If the FAIR Act is not enacted, USG's payment would be funded by about $1.6 billion in cash, a $1.8 billion rights offering to USG stockholders, about $1 billion in new debt financing and $1.1 billion in tax refunds.

Under the rights offering, the stockholders would be able to purchase shares at $40.00 per share.

The company said in the amended plan that it is in the process of receiving proposals from several lenders for the $1 billion in proposed debt financing.

Equity commitment

In connection with the rights offering, USG entered into an equity commitment agreement with the largest shareholder and chairman of the equity committee Berkshire Hathaway Inc., under which the new investor committed to buy from USG all of the shares offered under the rights offering that are not purchased by other stockholders, up to a total of $1.8 billion.

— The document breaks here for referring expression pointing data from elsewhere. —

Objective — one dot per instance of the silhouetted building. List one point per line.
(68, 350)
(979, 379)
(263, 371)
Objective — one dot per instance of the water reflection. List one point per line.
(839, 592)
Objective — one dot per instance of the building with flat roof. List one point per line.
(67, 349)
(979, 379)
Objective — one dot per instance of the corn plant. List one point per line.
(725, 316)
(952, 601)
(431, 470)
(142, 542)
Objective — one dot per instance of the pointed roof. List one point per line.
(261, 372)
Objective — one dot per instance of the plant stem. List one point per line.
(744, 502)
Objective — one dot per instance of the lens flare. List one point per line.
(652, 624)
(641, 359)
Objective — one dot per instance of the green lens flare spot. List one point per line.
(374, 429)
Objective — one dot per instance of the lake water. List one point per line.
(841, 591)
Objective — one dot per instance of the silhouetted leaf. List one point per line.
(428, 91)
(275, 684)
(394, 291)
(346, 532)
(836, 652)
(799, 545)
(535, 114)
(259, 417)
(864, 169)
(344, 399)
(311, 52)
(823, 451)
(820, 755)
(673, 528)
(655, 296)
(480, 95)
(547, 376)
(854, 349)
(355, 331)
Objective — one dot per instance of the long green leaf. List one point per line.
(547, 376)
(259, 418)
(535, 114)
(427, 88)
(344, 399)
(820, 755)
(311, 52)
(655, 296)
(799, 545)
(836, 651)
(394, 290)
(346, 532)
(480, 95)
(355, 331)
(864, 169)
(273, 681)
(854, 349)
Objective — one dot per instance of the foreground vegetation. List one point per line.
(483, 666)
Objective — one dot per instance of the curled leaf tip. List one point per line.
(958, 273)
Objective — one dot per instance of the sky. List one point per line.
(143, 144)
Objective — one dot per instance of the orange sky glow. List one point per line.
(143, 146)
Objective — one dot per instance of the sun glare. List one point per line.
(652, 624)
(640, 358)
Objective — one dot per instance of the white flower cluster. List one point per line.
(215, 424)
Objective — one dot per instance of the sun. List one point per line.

In exchange, USG would make a one-time, non-refundable payment of $67 million to the new investor, amended from $100 million. If the rights offering has not been completed by Sept. 30, the backstop commitment will expire.

USG has the option to extend the backstop commitment until Nov. 14, 2006 in exchange for an additional $6.7 million fee, amended from a $20 million fee.

Plan creditor treatment

Treatment of creditors under the plan will include:

• Holders of $14,000 in priority claims will receive 100% recovery in cash;

• Holders of $2,200 in secured claims will receive 100% recovery in cash or reinstatement of their claim, at the company's option;

• Holders of $471.01 million in credit facilities claims will receive 100% recovery in cash. Any letter of credit outstanding as of the effective date will be cash collateralized, refinanced, canceled or replaced;

• Holders of $289.25 million in senior notes claims will receive 100% recovery in cash;

• Holders of industrial revenue bond claims will receive 100% recovery in either cash or reinstatement of their claim, at the company's option;

• Holders of $115 million in general unsecured claims will receive 100% recovery in cash;

• Holders of asbestos personal injury claims will receive their share of the asbestos personal injury trust;

• Holders of asbestos property damage claims will receive 100% recovery in cash;

• Holders of stock interests in USG and its subsidiaries will have their interests reinstated.

USG, a Chicago-based building materials company, filed for bankruptcy June 25, 2001. Its Chapter 11 case number is 01-02094.